City Barbecue is by all accounts a good corporate citizen.
The small regional chain with a restaurant in Sylvania Township provides opportunities for local groups to raise money, it's frequently at area fund-raisers, and the company's Web site is welcoming and provides plenty of information on City Barbecue's philosophy.
But it's time for the local restaurant to step up its game on the food front. And while they're at it, the dining area could use a bit more energy and pizzazz.
There's a lot of potential here, but much of it is unrealized, because the food is just OK, and with a commitment to higher quality it could be really good.
We visited on a recent weeknight and the overall vibe of the place could best be described as tired. The folks behind the counter were friendly enough - and we certainly weren't looking for manufactured perkiness - but not exactly enthusiastic.
Far worse and most definitely inexcusable was the fact that our side dishes (all $1.89) were inexplicably cold. The macaroni and cheese, which we judged as superior in taste to at least one of the locally owned and more higher profile Toledo barbecue restaurant's versions, was cold. The smashed potatoes: cold. The corn chowder, which was tasty and a nice complement to a barbecue meal: cold. The baked beans: cold. Only the hush puppies, which we found to be excellent, were hot.

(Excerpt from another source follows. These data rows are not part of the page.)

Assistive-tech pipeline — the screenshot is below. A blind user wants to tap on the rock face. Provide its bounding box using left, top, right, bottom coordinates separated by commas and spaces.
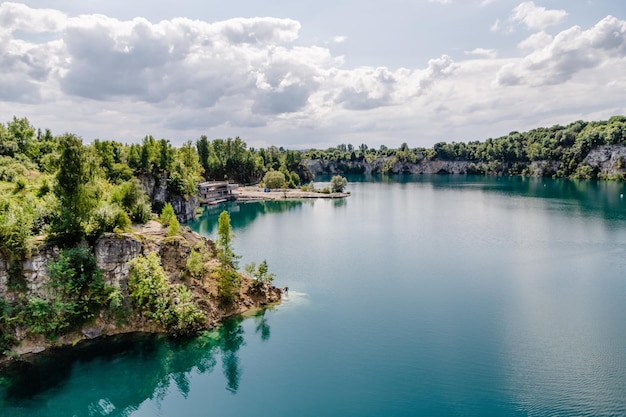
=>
139, 174, 200, 222
22, 245, 59, 298
94, 233, 142, 295
0, 221, 282, 362
583, 145, 626, 177
303, 145, 626, 178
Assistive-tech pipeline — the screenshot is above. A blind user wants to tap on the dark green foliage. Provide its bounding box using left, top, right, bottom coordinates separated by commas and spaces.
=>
245, 259, 275, 288
0, 199, 34, 260
216, 210, 241, 302
19, 247, 110, 338
128, 252, 205, 335
159, 203, 180, 236
263, 171, 287, 189
0, 298, 16, 356
112, 178, 152, 224
330, 175, 348, 193
49, 134, 98, 245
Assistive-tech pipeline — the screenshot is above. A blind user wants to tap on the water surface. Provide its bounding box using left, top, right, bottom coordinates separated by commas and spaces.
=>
0, 176, 626, 416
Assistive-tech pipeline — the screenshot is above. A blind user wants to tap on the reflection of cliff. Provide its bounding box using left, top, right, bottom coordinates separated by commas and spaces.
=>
0, 311, 270, 416
188, 200, 313, 236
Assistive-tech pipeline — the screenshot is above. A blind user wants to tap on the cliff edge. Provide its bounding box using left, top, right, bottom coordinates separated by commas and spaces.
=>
0, 221, 282, 361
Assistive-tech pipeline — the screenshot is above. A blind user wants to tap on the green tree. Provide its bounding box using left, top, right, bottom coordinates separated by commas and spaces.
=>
330, 175, 348, 193
263, 171, 287, 189
159, 203, 180, 236
245, 259, 275, 288
216, 210, 239, 270
216, 210, 241, 302
51, 134, 98, 243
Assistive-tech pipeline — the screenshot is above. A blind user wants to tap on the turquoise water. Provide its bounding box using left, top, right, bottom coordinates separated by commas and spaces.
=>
0, 176, 626, 417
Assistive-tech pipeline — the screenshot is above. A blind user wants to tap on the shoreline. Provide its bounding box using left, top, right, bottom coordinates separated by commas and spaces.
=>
233, 186, 350, 201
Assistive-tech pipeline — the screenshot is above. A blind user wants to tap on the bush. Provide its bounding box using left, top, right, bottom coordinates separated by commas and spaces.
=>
111, 179, 152, 224
185, 250, 205, 278
263, 171, 287, 189
45, 247, 111, 335
159, 203, 180, 236
330, 175, 348, 193
0, 200, 34, 260
89, 203, 131, 239
128, 252, 205, 335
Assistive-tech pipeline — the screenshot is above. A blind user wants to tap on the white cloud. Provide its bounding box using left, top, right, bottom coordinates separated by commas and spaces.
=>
517, 31, 552, 50
489, 19, 502, 32
465, 48, 498, 58
0, 3, 626, 147
497, 16, 626, 85
511, 1, 567, 30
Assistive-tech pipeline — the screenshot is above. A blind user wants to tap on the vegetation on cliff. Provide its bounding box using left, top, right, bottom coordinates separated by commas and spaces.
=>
0, 116, 626, 358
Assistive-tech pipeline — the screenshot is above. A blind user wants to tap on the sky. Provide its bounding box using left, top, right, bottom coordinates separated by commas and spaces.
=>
0, 0, 626, 149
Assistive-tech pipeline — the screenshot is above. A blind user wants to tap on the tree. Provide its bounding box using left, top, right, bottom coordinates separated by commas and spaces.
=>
159, 203, 180, 236
263, 171, 287, 188
330, 175, 348, 193
216, 210, 239, 270
216, 210, 241, 302
52, 134, 98, 243
245, 259, 274, 288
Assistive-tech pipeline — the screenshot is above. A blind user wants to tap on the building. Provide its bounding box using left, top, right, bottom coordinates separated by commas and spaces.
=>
198, 181, 239, 204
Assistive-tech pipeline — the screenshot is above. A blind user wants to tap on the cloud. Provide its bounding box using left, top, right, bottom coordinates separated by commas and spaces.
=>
489, 19, 502, 32
511, 1, 567, 30
0, 2, 626, 147
465, 48, 498, 58
496, 16, 626, 85
517, 31, 552, 50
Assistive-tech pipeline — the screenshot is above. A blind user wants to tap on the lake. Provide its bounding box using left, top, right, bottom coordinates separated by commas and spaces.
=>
0, 176, 626, 417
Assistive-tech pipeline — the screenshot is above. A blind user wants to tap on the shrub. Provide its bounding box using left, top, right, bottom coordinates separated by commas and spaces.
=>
330, 175, 348, 193
159, 203, 180, 236
185, 250, 205, 278
128, 252, 205, 335
263, 171, 287, 189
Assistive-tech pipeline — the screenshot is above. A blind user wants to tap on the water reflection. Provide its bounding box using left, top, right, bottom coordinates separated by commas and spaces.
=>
189, 200, 314, 236
342, 174, 626, 222
0, 311, 270, 416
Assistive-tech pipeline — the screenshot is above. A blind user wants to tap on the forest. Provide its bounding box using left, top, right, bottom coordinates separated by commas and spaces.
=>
0, 116, 626, 352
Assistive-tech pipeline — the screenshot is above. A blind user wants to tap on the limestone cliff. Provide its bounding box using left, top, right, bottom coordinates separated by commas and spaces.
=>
303, 145, 626, 178
0, 221, 281, 359
138, 174, 200, 223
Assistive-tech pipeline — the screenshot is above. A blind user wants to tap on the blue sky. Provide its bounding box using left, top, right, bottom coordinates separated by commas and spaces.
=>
0, 0, 626, 148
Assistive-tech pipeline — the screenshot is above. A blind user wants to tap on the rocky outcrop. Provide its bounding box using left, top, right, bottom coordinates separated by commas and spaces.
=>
94, 233, 142, 295
0, 221, 282, 362
303, 145, 626, 179
22, 245, 59, 298
138, 174, 200, 222
583, 145, 626, 178
304, 156, 472, 175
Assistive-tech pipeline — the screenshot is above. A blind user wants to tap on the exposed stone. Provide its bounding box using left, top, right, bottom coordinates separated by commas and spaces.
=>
22, 245, 59, 298
139, 174, 200, 222
583, 145, 626, 177
303, 145, 626, 178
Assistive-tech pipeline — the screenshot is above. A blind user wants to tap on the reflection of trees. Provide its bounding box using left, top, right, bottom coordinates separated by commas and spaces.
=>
254, 309, 270, 342
0, 313, 269, 416
189, 200, 306, 236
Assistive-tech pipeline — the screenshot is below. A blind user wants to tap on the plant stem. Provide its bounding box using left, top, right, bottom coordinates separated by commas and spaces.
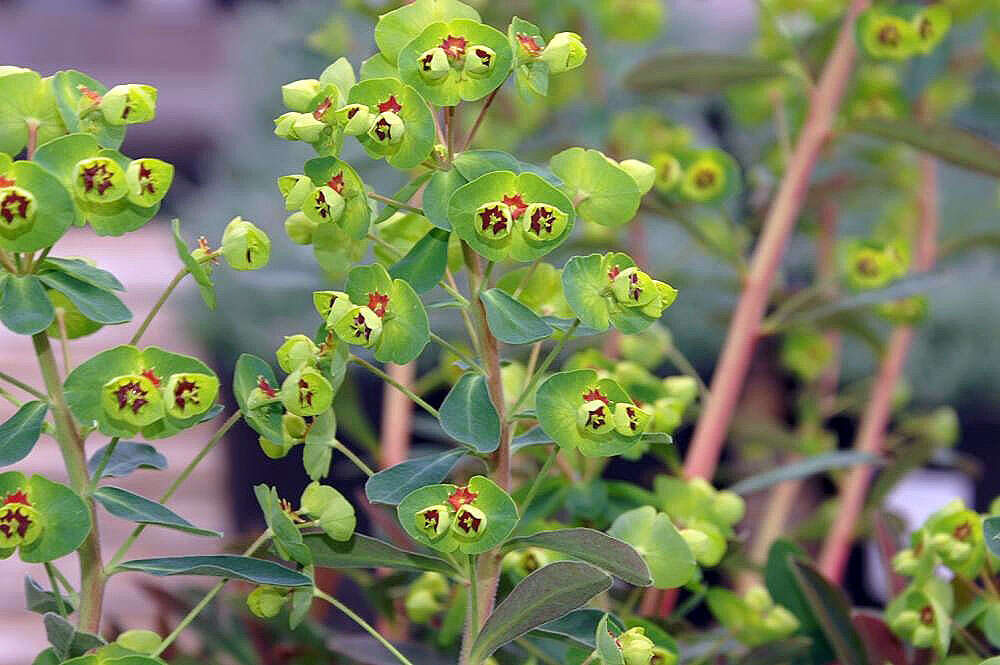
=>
313, 588, 413, 665
31, 331, 106, 633
0, 372, 49, 402
106, 409, 243, 573
150, 529, 271, 658
819, 150, 939, 583
348, 355, 438, 418
510, 319, 580, 413
684, 0, 868, 479
368, 192, 424, 215
128, 268, 188, 345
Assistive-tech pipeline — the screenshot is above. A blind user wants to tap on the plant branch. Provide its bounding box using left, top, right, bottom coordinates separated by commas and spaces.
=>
684, 0, 868, 479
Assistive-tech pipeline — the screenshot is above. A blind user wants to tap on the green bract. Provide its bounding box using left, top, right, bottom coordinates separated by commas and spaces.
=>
347, 78, 434, 169
396, 476, 518, 554
344, 264, 430, 364
535, 369, 649, 457
0, 471, 91, 563
398, 19, 514, 106
65, 346, 218, 439
562, 252, 677, 334
448, 171, 575, 262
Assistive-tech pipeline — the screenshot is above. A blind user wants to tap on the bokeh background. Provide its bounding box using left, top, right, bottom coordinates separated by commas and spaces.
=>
0, 0, 1000, 665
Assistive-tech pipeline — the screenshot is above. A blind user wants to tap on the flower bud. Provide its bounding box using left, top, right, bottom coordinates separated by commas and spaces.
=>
101, 372, 163, 429
302, 185, 347, 224
417, 46, 451, 85
281, 79, 320, 113
618, 626, 654, 665
368, 111, 406, 146
611, 267, 657, 307
465, 44, 497, 79
100, 83, 157, 125
125, 157, 174, 208
614, 402, 653, 437
275, 335, 319, 372
406, 589, 444, 623
415, 504, 451, 540
247, 586, 289, 619
0, 489, 43, 549
73, 157, 128, 203
652, 152, 684, 193
285, 212, 319, 245
163, 372, 219, 420
330, 305, 382, 349
0, 185, 38, 240
222, 216, 271, 270
281, 367, 333, 416
618, 159, 656, 195
576, 399, 615, 436
712, 490, 747, 526
451, 503, 488, 543
278, 175, 313, 210
539, 32, 587, 74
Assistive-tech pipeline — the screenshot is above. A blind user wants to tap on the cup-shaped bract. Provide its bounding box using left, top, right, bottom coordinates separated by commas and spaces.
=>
73, 157, 128, 204
222, 217, 271, 270
125, 157, 174, 208
281, 367, 334, 417
98, 83, 157, 125
101, 373, 164, 430
398, 19, 514, 106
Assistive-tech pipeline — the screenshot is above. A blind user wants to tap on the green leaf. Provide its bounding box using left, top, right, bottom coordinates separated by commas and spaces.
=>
87, 441, 167, 478
389, 228, 448, 293
438, 372, 500, 453
608, 506, 697, 589
983, 516, 1000, 557
0, 275, 56, 335
549, 148, 642, 227
0, 471, 91, 563
304, 533, 455, 574
365, 448, 467, 506
504, 528, 653, 586
728, 450, 886, 495
24, 575, 76, 614
118, 554, 312, 587
625, 51, 786, 94
480, 289, 552, 344
789, 560, 868, 665
470, 561, 612, 663
0, 400, 49, 466
850, 118, 1000, 178
38, 271, 132, 325
93, 485, 222, 538
39, 256, 125, 291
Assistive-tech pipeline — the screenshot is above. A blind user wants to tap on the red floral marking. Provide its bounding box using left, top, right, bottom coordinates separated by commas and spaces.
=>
441, 35, 469, 60
448, 485, 479, 510
257, 376, 278, 397
0, 490, 31, 506
326, 171, 344, 194
368, 291, 389, 319
502, 194, 528, 220
378, 95, 403, 113
583, 388, 611, 406
517, 32, 543, 56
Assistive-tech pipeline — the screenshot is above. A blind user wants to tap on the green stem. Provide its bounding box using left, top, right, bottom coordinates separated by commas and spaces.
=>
356, 355, 438, 418
107, 409, 243, 572
129, 268, 188, 344
31, 331, 106, 633
510, 319, 580, 414
0, 372, 49, 402
150, 529, 271, 658
313, 589, 413, 665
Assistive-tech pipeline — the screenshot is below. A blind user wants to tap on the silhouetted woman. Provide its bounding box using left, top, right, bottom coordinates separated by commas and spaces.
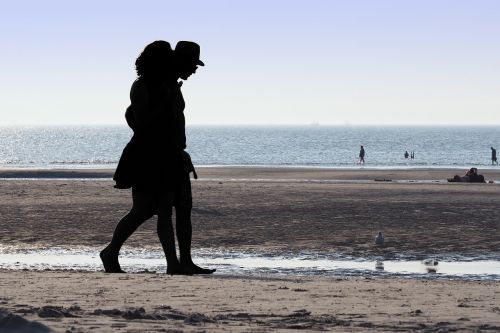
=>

Yes, we could have taken them back up to be reheated, but frankly it didn't seem to be worth the effort and that's not the point: The food should be hot the first time around.
We ordered a half slab of ribs ($10.99) and they were solid; nothing particularly special but not bad either. As with most barbecue places you're given options for extra sauce, and we slathered on some of the house and the hotter version, both of which were good. We weren't fans of the mustard-based sauce though.
On the other hand, the half chicken ($9.99) was exceptionally good. It was cooked to perfection, neither too dry nor so juicy you questioned whether it was done. This is something we'd order again.
A pulled pork sandwich ($5.99) was satisfactory. It's served sans sauce, then you can doctor your own, which means it's dry but not sloppy.
We decided to order takeout for our second round because City Barbecue is set up to encourage catering and ordering out. One test was going to be whether the cold side dishes were an aberration the first time around. We arrived early before they prepared the order and had only a five-minute drive to where the food was being eaten.
Once again it was a disappointment. The French fries were cold and limp. The mac and cheese, cold again. Only the green beans with bacon were hot, and they were steaming, which proves that it's possible for City Barbecue to get it right.
We were disappointed in the ribs this time because they were fatty, and a beef brisket sandwich ($5.99) was too dry and chewy, making for a generally unsatisfying meal.
City Barbecue's nondescript interior is open with high ceilings and a few picnic and benches in the dining area. On the one hand it looks like there's an effort being made to have a community-oriented vibe with high school football jerseys hanging on the wall, but most of the walls are covered with the kind of generic beer posters (the restaurant serves alcohol) you'd see in a college guy's apartment.
City Barbecue also has a restaurant in Findlay that we did not visit.